The paper is currently under review and the dataset is being reviewed by the ethical committee. The rest of the dataset (images & videos) will be released upon acceptance.

1. Scooter Setup (Platform)

The Fig. 1 illustrates a cutting-edge mobile platform designed for comprehensive environmental data collection, particularly focused on assessing urban sidewalks and pedestrian pathways. Built on a custom electric scooter, it features an array of sophisticated sensors and recording tools for in-depth analysis of pedestrian infrastructure.

fig1

Fig. 1: Our mobile multi-sensory capturing platform setup.

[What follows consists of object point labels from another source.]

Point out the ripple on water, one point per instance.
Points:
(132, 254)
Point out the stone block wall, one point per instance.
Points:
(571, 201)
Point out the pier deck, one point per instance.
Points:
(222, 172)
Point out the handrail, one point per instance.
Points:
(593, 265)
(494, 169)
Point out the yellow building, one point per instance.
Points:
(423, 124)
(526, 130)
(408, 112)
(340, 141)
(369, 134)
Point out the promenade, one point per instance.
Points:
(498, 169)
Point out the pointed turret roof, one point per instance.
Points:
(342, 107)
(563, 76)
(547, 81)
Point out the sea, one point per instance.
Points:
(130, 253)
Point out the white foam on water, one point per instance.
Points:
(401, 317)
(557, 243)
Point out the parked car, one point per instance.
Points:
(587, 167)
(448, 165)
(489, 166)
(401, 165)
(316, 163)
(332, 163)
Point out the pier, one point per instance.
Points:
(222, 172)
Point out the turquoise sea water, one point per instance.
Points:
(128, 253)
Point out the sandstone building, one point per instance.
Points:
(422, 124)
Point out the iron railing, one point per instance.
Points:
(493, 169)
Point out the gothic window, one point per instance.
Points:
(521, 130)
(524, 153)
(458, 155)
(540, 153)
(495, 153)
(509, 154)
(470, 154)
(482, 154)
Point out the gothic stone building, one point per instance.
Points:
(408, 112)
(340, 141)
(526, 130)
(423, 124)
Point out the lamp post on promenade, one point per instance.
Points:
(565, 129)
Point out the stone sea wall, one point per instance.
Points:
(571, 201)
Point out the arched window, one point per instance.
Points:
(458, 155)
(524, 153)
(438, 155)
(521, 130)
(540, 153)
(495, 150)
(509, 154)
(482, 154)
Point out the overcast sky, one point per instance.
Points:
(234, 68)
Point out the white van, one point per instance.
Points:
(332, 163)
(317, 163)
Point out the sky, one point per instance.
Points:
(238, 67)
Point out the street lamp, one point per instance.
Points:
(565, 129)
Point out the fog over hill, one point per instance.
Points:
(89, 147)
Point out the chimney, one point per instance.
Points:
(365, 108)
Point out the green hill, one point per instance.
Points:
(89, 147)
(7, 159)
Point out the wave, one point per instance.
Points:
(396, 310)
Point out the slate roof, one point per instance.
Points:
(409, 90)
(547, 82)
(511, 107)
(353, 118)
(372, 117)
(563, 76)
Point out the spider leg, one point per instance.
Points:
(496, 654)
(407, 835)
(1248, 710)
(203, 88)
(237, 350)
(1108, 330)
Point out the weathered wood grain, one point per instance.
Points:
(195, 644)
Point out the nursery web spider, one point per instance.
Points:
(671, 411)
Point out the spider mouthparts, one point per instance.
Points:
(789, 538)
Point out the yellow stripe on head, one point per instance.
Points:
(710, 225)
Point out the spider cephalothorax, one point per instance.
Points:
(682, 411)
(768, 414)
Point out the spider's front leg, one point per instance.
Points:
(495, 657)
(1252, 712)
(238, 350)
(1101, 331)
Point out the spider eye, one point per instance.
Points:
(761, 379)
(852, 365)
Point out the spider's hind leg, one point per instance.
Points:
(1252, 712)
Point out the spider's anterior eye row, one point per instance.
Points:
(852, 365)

Key components include a high-precision GNSS/IMU unit for accurate location and motion data, a ZED2i stereo camera, and a 360-degree Ouster LiDAR with 64 beams for capturing detailed visual and spatial data. An NVIDIA AGX Orin module serves as the central processing unit, while a 4K monocular camera and stereo audio recorder provide high-quality visual and sound data. These sensors are catalogued in Table 1. Fig 2 illustrates the platform’s coordinate system, providing a visual context to the sensor setup.

fig2

Fig. 2: Configuration of the sensor installation (Back-view, side-view, top-view).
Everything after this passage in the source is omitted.